PCL closed its New Seasons Nursery off Highway 51 north of Independence at the end of August.
During the last year, PCL instituted a wage freeze and altered benefit packages to its 700 regular workers across five counties.
"We're hoping these measures are temporary," said Gary Zenzen, PCL business development director. "But we've made the needed changes to keep us in the black. No jobs or training opportunities have been lost."
Established in 1986, PCL provides residential and employment services to about 250 people with developmental disabilities. It also operates several businesses in Polk County as training sites for its charges.

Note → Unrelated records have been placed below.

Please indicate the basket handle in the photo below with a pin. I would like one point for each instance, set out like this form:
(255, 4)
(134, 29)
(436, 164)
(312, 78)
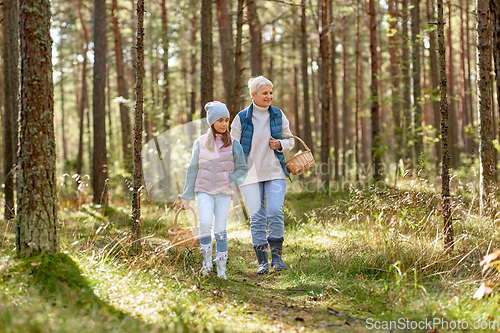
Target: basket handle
(177, 215)
(296, 137)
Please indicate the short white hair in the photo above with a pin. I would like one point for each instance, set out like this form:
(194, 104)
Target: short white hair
(255, 83)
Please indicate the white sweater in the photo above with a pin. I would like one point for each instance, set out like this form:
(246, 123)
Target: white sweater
(262, 162)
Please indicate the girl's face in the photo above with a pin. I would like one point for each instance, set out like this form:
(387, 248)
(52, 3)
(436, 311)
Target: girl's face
(221, 125)
(264, 96)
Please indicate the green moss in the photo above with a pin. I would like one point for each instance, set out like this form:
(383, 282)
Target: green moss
(58, 277)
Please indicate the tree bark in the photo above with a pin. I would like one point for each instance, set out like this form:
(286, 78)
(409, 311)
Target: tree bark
(238, 58)
(255, 38)
(346, 105)
(487, 169)
(11, 100)
(495, 21)
(227, 55)
(464, 104)
(445, 172)
(405, 58)
(207, 62)
(358, 83)
(83, 104)
(333, 82)
(138, 128)
(100, 173)
(305, 77)
(395, 79)
(194, 27)
(166, 81)
(122, 92)
(417, 90)
(452, 113)
(324, 87)
(376, 148)
(37, 198)
(434, 76)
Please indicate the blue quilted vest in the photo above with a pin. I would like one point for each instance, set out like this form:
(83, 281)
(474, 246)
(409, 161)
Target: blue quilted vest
(247, 131)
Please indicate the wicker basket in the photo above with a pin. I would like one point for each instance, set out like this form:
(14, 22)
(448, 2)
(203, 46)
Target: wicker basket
(189, 237)
(300, 162)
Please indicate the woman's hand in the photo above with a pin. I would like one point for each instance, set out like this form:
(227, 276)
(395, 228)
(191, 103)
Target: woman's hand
(274, 144)
(185, 203)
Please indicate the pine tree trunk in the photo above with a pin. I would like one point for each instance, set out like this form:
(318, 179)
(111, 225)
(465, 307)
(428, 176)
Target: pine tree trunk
(452, 112)
(417, 91)
(100, 173)
(324, 90)
(37, 199)
(122, 92)
(358, 83)
(194, 27)
(305, 77)
(464, 104)
(495, 21)
(63, 120)
(346, 105)
(11, 102)
(445, 173)
(166, 82)
(487, 169)
(434, 76)
(376, 151)
(472, 114)
(405, 58)
(227, 55)
(83, 104)
(395, 80)
(207, 62)
(255, 38)
(238, 58)
(333, 82)
(138, 128)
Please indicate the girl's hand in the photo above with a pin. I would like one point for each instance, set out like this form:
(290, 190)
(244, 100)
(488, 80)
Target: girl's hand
(185, 203)
(274, 144)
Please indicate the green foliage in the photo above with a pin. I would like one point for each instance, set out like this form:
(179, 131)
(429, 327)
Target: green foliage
(369, 253)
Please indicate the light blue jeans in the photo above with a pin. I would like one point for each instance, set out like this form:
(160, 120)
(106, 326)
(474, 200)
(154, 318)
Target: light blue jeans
(214, 209)
(264, 201)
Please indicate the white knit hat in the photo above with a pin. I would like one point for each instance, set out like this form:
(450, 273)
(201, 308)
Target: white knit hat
(215, 111)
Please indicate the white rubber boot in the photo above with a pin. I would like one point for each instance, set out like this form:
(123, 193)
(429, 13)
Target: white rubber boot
(206, 251)
(221, 260)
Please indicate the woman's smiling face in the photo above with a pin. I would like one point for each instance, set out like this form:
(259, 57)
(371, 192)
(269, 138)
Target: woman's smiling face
(264, 96)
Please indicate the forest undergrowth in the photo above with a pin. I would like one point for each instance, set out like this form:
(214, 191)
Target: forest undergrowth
(372, 255)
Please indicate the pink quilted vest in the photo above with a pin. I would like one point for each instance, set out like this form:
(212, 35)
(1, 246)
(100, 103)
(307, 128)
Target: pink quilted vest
(214, 168)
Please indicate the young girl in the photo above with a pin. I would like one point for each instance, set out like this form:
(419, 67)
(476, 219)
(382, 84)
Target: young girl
(217, 167)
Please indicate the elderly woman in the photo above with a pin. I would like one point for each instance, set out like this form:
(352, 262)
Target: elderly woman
(262, 130)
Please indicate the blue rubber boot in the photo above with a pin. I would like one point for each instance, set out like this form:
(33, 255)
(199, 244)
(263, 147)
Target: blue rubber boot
(262, 258)
(276, 245)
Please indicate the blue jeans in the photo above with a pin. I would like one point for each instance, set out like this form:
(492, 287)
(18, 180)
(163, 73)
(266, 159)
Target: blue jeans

But PCL has been under budget pressure during the last two years, Zenzen said. Almost 98 percent of its revenue comes from the state -- funding was reduced last year.
That's what partly drove the closure of PCL's DownTown Cafe in Monmouth in February 2010.
New Seasons was established seven years ago as a nursery and retail site. Rising lease costs and other expenses and dismal sales put the business at a "fairly substantial loss," Zenzen said.
"The nursery industry has been tough," Zenzen said.
PCL purchased in June a 4-acre property off Gun Club Road in Independence as part of an organizational "reinvestment."
It has relocated its New Seasons plant stock, employees and clients there. The site is now being used for landscape support of PCL properties in Polk and Marion counties.
It's also a staging ground for the organization's Lawn Rangers business. Between the two functions, clients who worked at the nursery still have job training, Zenzen said.
"It's the same type of work they were doing at the old location," he said.
Plants on the site will be sold at area farmers markets. And the Lawn Rangers effort has grown, and has 80 contracts throughout Polk and Marion counties.
PCL plans to develop the Gun Club property with affordable, high-density housing in the future. When that happens, the organization may try to restart the nursery business, Zenzen said.
PCL is about to begin a $300,000 renovation on its headquarters in Monmouth -- which seems curious given the money troubles. Zenzen said it's not hurting the bottom line.
The nonprofit has refinanced loans on its nine properties, at a greatly reduced interest rate; the savings alone will pay for construction, he said.
"What we're doing to finance the remodel is using the equity that we've gained on other buildings," he said.